Sullivan also confirmed that Marwan Issa, the No.3 leader within Hamas' ranks, was killed in an Israeli operation last week. Hamas has not commented.

The call was the first between the two leaders since Feb. 15 and comes amid sharp tensions between Israel and its most steadfast ally over Netanyahu's handling of the war in Gaza.

Netanyahu said the two men discussed Israel's commitment to achieve all the targets it had set out for the war: eliminating Hamas, releasing all the hostages and ensuring Gaza would no longer pose a threat to Israel.

This would be done "while providing the necessary humanitarian aid that helps achieve those goals," he said in a statement.

In a speech on Thursday, Senate Majority leader Chuck Schumer, a longtime supporter of Israel and the highest-ranking Jewish elected official, called for new elections in Israel and said Netanyahu was an obstacle to peace.

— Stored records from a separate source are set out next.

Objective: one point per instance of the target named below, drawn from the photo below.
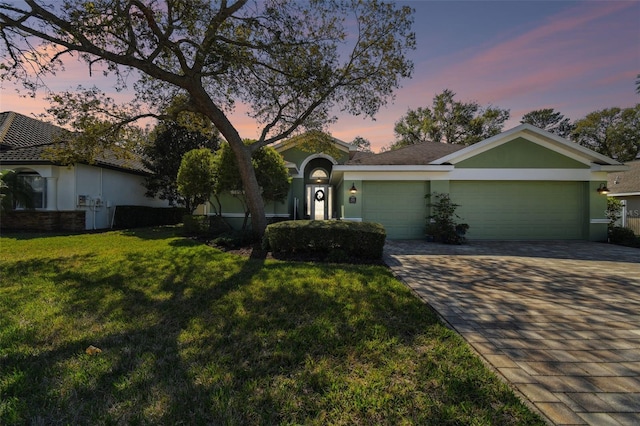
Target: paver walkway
(560, 321)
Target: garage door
(399, 206)
(521, 210)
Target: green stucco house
(523, 184)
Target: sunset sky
(573, 56)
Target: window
(319, 175)
(38, 185)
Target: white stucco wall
(105, 190)
(111, 187)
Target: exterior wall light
(602, 189)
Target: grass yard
(192, 335)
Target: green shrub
(623, 236)
(205, 226)
(342, 238)
(441, 224)
(127, 217)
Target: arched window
(38, 185)
(319, 175)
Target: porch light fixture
(602, 189)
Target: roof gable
(25, 140)
(418, 154)
(535, 135)
(521, 153)
(625, 182)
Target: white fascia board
(371, 172)
(623, 194)
(609, 169)
(342, 145)
(398, 175)
(477, 148)
(397, 168)
(541, 137)
(523, 174)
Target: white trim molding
(599, 221)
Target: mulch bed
(255, 251)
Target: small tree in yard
(197, 177)
(163, 156)
(441, 224)
(269, 167)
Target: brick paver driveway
(560, 321)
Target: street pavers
(560, 321)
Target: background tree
(549, 120)
(197, 177)
(290, 62)
(269, 167)
(163, 156)
(613, 132)
(449, 121)
(362, 144)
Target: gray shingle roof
(625, 182)
(25, 140)
(419, 154)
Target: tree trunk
(251, 188)
(205, 105)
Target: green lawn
(192, 335)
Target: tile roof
(25, 140)
(419, 154)
(625, 182)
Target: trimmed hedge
(357, 239)
(624, 237)
(142, 216)
(205, 226)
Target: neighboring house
(523, 184)
(75, 197)
(625, 185)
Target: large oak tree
(449, 121)
(614, 132)
(292, 63)
(550, 120)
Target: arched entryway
(319, 200)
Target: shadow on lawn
(218, 339)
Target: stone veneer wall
(29, 220)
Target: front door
(319, 199)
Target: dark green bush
(127, 217)
(343, 238)
(205, 226)
(623, 236)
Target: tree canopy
(449, 121)
(270, 169)
(614, 132)
(550, 120)
(163, 155)
(362, 144)
(197, 177)
(290, 62)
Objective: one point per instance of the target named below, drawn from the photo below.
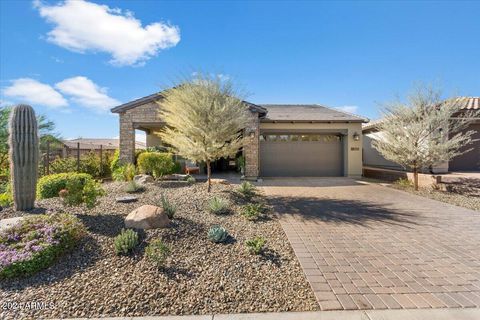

Biden praised the speech the following day and said that Schumer had echoed the concerns of many Americans.

Netanyahu responded harshly on Sunday, telling CNN in an interview that Schumer's speech was "totally inappropriate".

Netanyahu reaffirmed to a cabinet meeting on Sunday that Israeli forces would thrust into Rafah, the last relatively safe place in the tiny, crowded enclave, despite international pressure for Israel to avoid further civilian casualties.